On December 9, 1990, defendant was arrested and charged by the police with criminal mischief and possession of burglar’s tools. He was given a desk appearance ticket (DAT), returnable on January 14, 1991. On January 3, defendant was arrested on a parole violation warrant and he has remained continuously incarcerated since that date. A bench warrant was issued for him when he did not appear in response to the desk appearance ticket on January 14. At some point after his arrest on the parole violation warrant, the defendant sent Charles Hynes, the District Attorney, an undated letter detailing the above facts, giving his whereabouts and requesting the docket number for "farther proceeding action [sic] to PRODUCE defendant” in court. Not having heard from the District Attorney, on March 14, the defendant took it upon himself to draft and send to the clerk of this court and to the District Attorney his own motion, affidavit and order to produce himself returnable on March 25. Perhaps for want of a docket number or because of the press of other business, this order to produce was not signed by a Judge.
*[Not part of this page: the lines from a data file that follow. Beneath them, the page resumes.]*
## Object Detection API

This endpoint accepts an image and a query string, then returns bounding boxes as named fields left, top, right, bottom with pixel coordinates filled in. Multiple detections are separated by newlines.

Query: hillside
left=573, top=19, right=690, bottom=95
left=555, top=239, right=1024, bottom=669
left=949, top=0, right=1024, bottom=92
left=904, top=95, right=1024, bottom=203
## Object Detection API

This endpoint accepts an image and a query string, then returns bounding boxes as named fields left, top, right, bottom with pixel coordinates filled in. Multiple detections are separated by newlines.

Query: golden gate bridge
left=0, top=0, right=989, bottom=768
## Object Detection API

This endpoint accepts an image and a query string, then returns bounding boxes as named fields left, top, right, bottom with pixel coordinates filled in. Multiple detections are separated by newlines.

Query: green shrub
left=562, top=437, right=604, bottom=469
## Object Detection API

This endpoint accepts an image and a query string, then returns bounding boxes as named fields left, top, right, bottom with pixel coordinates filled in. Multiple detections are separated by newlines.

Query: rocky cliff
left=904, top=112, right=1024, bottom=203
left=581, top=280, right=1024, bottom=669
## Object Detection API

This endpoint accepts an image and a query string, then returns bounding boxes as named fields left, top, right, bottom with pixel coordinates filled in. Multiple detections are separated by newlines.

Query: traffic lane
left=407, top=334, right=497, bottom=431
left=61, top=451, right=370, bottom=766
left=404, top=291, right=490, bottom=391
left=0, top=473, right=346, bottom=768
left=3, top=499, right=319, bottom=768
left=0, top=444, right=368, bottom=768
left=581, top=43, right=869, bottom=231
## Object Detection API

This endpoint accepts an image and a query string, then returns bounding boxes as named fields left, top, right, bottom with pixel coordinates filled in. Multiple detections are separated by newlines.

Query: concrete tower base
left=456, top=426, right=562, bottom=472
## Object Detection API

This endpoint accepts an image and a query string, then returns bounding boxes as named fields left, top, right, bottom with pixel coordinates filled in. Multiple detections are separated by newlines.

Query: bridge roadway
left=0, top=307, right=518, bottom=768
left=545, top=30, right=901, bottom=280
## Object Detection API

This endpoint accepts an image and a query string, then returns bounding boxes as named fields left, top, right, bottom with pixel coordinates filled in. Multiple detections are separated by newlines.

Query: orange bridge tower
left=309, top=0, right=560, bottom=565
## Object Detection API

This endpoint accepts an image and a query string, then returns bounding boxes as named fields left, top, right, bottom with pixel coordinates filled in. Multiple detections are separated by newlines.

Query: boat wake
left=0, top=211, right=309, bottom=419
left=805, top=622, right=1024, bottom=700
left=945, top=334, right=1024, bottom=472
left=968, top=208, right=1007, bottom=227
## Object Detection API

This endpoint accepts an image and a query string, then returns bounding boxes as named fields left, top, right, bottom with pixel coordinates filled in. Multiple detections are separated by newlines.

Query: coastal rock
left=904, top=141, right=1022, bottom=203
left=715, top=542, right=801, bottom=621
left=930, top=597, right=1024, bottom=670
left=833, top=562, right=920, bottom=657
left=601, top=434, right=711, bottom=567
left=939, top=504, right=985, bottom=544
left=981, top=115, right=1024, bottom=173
When the defendant was not produced on March 25, he proceeded to draft a second motion, affidavit and order to produce himself, returnable on April 17. This motion, affidavit and order included the right docket number, which the defendant had apparently obtained from an updated copy of his criminal record which showed the bench warrant. These papers were again served on the court and on the District Attorney, although the court’s copy was returned to the defendant for insufficient postage. Again, the defendant was not produced in court. Undaunted, the defendant tried again in a third motion, affidavit and order to produce himself on May 6. This time he sent the copy to the District Attorney by certified mail, return receipt requested. The defendant was produced in court on May 6, the bench warrant was quashed, he was arraigned on the charges and he served and filed the instant motion, setting forth the above facts with copies of all of the relevant documents.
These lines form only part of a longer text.